Ne nous sommes-nous pas toujours bien entendus ?
Je n’ai aucun grief personnel contre vous, car vous ne m’avez causé aucun tort.
Comme je voudrais être personnellement au milieu de vous et pouvoir mieux adapter mon langage !
En votre présence, je trouverais peut-être le ton qui convient pour parler à votre cœur.
Je suis inquiet à votre sujet, et je ne sais plus comment m’y prendre avec vous.
Dites-moi, vous qui tenez tant à vivre sous la loi, entendez-vous aussi ce qu’elle dit ?
La comprenez-vous ?
Il y est écrit qu’Abraham a eu deux fils, l’un de l’esclave Agar et l’autre de Sara, la femme libre.
Le fils de l’esclave a été conçu dans des conditions ordinaires, il naquit naturellement.
Le fils de la femme libre, par contre, fut donné à Abraham en vertu d’une promesse.
Ce sont là des allégories qui ont une signification symbolique plus profonde : ces deux femmes représentent les deux alliances.
La première est originaire du mont Sinaï, elle donne naissance à des enfants esclaves. Elle correspond à Agar.
Le mot Agar, en effet, désigne, chez les Arabes, le mont Sinaï.
Agar est l’image de la Jérusalem actuelle car celle-ci vit encore, avec tous ses enfants, dans l’esclavage.
Mais la Jérusalem d’en-haut jouit de la liberté.
C’est elle notre mère.
Vous, chers frères, vous êtes les enfants de la promesse, tout comme Isaac.
Toutefois, qu’en dit l’Écriture ?
Renvoie l’esclave avec son fils, car le fils de l’esclave ne partagera pas l’héritage avec le fils de la femme libre.
Nous, mes frères, nous ne sommes pas enfants d’une servante, mais fils de la femme libre.
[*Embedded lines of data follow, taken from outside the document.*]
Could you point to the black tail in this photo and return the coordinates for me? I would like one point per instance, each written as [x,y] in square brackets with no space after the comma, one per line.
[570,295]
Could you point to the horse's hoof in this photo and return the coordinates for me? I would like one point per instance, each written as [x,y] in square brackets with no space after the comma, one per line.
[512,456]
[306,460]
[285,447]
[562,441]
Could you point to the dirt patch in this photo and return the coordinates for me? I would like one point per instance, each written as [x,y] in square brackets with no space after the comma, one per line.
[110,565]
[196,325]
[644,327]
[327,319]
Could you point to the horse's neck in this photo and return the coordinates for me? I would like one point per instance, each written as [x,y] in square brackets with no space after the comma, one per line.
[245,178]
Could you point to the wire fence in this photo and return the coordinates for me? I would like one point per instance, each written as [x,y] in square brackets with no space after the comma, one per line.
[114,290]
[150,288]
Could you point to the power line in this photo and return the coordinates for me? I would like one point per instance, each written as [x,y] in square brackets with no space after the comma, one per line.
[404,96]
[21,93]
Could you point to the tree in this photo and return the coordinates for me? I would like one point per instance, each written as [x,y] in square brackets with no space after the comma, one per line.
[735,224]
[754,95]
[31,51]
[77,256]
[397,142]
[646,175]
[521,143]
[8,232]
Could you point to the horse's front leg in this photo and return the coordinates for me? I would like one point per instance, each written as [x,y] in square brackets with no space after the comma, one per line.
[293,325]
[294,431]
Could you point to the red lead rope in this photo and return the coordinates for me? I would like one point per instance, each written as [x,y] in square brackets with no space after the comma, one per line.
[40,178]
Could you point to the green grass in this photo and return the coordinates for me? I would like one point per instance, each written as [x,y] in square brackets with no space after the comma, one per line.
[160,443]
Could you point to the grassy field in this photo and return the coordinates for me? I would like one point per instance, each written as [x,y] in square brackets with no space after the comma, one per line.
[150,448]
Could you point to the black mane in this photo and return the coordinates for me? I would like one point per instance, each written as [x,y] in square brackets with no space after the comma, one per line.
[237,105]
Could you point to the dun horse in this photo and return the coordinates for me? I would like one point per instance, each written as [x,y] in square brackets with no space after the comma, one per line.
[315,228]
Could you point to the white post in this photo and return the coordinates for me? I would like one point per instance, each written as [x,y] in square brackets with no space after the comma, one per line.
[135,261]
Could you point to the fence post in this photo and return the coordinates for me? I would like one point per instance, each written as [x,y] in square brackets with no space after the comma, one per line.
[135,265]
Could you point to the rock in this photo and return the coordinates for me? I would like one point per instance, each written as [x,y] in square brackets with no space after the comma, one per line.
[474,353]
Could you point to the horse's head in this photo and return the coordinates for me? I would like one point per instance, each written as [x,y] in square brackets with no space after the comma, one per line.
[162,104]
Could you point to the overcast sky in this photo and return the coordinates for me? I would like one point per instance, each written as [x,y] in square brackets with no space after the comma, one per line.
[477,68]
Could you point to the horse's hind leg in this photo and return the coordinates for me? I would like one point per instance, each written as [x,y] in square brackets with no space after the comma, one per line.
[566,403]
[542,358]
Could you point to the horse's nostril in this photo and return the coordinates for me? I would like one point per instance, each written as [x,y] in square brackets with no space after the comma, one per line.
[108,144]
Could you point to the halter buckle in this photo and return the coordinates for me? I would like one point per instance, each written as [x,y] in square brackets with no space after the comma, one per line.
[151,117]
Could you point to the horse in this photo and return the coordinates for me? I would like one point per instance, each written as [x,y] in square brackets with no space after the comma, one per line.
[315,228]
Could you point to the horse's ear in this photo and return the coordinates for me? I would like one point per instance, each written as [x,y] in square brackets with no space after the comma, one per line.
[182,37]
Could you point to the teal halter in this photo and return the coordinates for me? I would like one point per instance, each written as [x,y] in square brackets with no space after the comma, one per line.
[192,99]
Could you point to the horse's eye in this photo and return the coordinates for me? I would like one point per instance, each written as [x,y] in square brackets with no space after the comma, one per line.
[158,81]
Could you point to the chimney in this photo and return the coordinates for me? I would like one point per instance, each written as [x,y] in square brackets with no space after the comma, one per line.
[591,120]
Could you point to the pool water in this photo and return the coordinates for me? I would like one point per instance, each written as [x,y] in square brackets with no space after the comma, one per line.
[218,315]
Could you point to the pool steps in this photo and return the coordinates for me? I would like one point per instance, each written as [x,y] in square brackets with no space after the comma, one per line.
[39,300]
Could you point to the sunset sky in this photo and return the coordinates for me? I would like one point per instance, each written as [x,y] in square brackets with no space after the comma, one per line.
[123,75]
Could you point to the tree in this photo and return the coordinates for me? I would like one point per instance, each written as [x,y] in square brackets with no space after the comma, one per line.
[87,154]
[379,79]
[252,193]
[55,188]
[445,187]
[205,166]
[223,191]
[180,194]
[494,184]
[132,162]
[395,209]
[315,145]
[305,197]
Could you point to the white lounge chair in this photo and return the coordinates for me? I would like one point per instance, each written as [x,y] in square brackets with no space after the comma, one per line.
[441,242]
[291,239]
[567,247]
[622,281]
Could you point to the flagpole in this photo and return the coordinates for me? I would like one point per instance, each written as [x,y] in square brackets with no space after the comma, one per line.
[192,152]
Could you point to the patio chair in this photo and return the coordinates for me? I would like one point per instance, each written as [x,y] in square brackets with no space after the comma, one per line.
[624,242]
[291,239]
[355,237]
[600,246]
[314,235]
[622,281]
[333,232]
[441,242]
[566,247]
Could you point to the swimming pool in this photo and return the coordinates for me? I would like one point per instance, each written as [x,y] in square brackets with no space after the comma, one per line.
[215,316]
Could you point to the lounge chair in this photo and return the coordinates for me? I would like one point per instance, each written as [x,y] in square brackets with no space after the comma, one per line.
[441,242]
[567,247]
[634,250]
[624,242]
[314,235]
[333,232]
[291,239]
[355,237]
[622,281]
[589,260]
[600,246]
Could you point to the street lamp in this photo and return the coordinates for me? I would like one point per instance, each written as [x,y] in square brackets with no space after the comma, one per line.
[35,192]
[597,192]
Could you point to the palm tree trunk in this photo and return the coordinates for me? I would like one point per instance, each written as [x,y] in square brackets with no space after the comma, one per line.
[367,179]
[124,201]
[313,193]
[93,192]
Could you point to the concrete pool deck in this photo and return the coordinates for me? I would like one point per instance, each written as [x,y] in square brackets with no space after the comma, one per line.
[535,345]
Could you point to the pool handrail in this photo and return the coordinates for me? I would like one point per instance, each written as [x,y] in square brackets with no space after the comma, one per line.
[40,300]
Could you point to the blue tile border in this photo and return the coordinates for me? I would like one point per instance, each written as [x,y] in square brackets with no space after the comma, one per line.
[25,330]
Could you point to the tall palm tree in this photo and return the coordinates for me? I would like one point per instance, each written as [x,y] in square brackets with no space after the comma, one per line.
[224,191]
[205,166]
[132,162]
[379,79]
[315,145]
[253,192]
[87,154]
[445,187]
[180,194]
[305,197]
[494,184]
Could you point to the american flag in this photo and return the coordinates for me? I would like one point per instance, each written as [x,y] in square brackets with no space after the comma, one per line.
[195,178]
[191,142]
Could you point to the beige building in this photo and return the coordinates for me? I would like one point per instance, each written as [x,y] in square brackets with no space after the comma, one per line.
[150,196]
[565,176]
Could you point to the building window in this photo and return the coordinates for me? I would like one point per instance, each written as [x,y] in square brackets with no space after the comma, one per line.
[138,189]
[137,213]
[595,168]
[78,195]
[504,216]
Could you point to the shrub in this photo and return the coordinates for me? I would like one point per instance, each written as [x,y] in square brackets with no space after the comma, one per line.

Galates 4: 9-12,20-26,28,30-31 POV
Les « corrections » que vous avez à endurer servent à votre éducation.
Supportez-les donc ! Elles prouvent que Dieu vous traite en fils.
Quel est le fils que son père ne corrige pas ?
Si vous étiez dispensés de la correction qui est le lot de tous les vrais fils, vous ne seriez pas des enfants légitimes, mais des bâtards. Hébreux 12: 7-8 POV
𝐉𝐨𝐮𝐫 𝟗 : 𝐇𝐮𝐦𝐢𝐥𝐢𝐞𝐫 𝐧𝐨𝐬 𝐚̂𝐦𝐞𝐬
« Vous humilierez vos âmes » — voilà notre première réponse.
Certainement, pécheur, il n’y a rien qui devrait te porter à la repentance comme la pensée de ce grand sacrifice de Christ nécessaire pour laver ta culpabilité. « La loi et les terreurs ne font que durcir » — mais la pensée que Jésus est mort ? Elle suffit à faire fondre le cœur le plus dur.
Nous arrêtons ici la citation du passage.